First-line therapy for gastric cancer and metastatic colorectal cancer, neoadjuvant therapy for hepatocellular carcinoma
HONGKONG, Dec. 5, 2023 /PRNewswire/ — Akeso (9926.HK) published results from three investigator-initiated trials (IITs) of its bispecific IO drug, cadonilimab (a PD-1/CTLA-4 bispecific antibody), at the 2023 European Society of Medical Oncology Asia Congress (ESMO Asia).
1. Real-world outcomes of cadonilimab（PD-1/CTLA-4 bispecific antibody）plus chemotherapy as first-line treatment in advanced gastric (G) or gastroesophageal junction (GEJ) cancer with PD-L1 CPS≤5
This real-world study aimed to investigate the efficacy of cadonilimab in advanced G/GEJ cancer patients with PD-L1 CPS <5 gastric cancer, a population that exhibits poor responses to current immunotherapies (up to 60% of real-world cases), to address a current unmet clinical need.
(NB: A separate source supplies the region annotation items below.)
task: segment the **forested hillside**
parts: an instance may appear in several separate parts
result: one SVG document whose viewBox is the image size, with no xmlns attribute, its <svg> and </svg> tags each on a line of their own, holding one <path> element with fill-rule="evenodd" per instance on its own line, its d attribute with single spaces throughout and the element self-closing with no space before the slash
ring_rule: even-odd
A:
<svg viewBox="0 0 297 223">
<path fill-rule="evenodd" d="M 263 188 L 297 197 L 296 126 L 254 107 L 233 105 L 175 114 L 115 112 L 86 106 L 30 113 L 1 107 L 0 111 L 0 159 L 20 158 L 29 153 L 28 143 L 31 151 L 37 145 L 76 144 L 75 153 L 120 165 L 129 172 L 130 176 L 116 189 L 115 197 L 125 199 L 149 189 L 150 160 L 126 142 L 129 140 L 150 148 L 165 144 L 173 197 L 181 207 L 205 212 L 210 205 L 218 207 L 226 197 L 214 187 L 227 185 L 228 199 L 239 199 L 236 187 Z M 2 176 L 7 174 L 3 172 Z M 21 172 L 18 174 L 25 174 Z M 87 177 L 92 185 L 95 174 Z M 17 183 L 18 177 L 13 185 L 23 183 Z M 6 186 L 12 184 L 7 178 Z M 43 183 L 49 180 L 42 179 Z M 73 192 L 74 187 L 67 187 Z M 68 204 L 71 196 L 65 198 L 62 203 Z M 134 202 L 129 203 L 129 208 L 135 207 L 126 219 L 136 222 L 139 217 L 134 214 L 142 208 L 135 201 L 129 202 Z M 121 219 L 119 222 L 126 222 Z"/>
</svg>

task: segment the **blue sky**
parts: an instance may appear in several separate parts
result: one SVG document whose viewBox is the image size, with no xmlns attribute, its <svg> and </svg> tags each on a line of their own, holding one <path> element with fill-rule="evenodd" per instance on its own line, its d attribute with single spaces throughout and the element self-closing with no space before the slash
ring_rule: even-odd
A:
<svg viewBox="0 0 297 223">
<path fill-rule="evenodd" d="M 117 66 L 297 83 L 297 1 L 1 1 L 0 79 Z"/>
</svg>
The objective response rate (ORR) reached 68.2%, the disease control rate (DCR) reached 100%, and the median progression-free survival (mPFS) was 7.5 months. Cadonilimab combination therapy demonstrates good safety in real-world settings.
The study findings are consistent with the previously disclosed phase II randomized clinical trial results at the 2023 American Society of Clinical Oncology (ASCO) Annual Meeting. They further confirm the promising efficacy and safety of cadonilimab plus chemotherapy as first-line treatment in advanced G/GEJ cancer patients with PDL1 CPS≤5.
The phase III study of cadonilimab plus chemotherapy as first-line therapy for G/GEJ cancer has achieved its primary endpoint. Akeso is actively engaging in discussions with the Chinese regulatory authorities regarding the marketing application of cadonilimab for this new indication.
The combination of immune checkpoint inhibitors and chemotherapy has been approved as first-line treatment for advanced HER2-negative G/GEJ cancer. However, its effectiveness has been limited in patients with low PD-L1 expression or PD-L1-negative G/GEJ cancer. In light of relevant studies, cadonilimab has demonstrated encouraging efficacy and safety in advanced G/GEJC, especially among the PD-L1 CPS <5 population, showing remarkable performance. This combination therapy is expected to revolutionize the treatment approach for all-comers with advanced gastric cancer.
This research is led by Professor Xu Qi from Zhejiang Cancer Hospital.
2. A phase II study of cadonilimab + FOLFOXIRI and bevacizumab as initial therapy for unresectable proficient mismatch repair/microsatellite stable (pMMR/MSS) metastatic colorectal cancer (mCRC)
pMMR/MSS CRC, which constitutes approximately 95% of all CRC cases, is recognized as a "cold cancer" in immunotherapy. Traditional chemotherapy has demonstrated restricted efficacy in addressing this condition. Despite efforts to explore immunotherapy as a potential treatment, satisfactory outcomes have not been achieved, and there are currently no globally approved immunotherapeutic agents. Thus, there is an urgent need for novel and more effective treatment options.
Relevant studies have shown that combining CTLA-4 monoclonal antibody with PD-1 monoclonal antibody has demonstrated promising anti-tumor activity in patients with pMMR/MSS mCRC who have undergone multiple lines of therapy. Additionally, numerous clinical trials have revealed that the PD-1/CTLA-4 bispecific antibody, cadonilimab, exhibits encouraging anti-tumor efficacy against a wide range of tumors that have limited or no response to immunotherapy, including PD-(L)1 inhibitors.
This phase II clinical study aims to investigate the efficacy and safety of combining cadonilimab with FOLFOXIRI and bevacizumab as a first-line therapy for pMMR/MSS mCRC. The study is currently in the enrollment phase. Cadonilimab is currently being evaluated in over 60 clinical studies worldwide, targeting more than 20 types of malignant tumors, including gastric, hepatocellular, lung, cervical, pancreatic, renal, esophageal squamous, colorectal, nasopharyngeal, and pleural mesothelioma. These studies include multiple therapeutic clinical trials for solid tumors that are refractory/recurrent to standard treatments or have no standard treatment.
This IIT is led by Professor Lin Rongbo from Fujian Cancer Hospital.
3. Neoadjuvant cadonilimab (PD-1/CTLA-4 bispecific antibody) plus transhepatic arterial infusion chemotherapy (haic) with folfox for resectable multinodular cnlc Ib/IIa hepatocellular carcinoma(car_hero)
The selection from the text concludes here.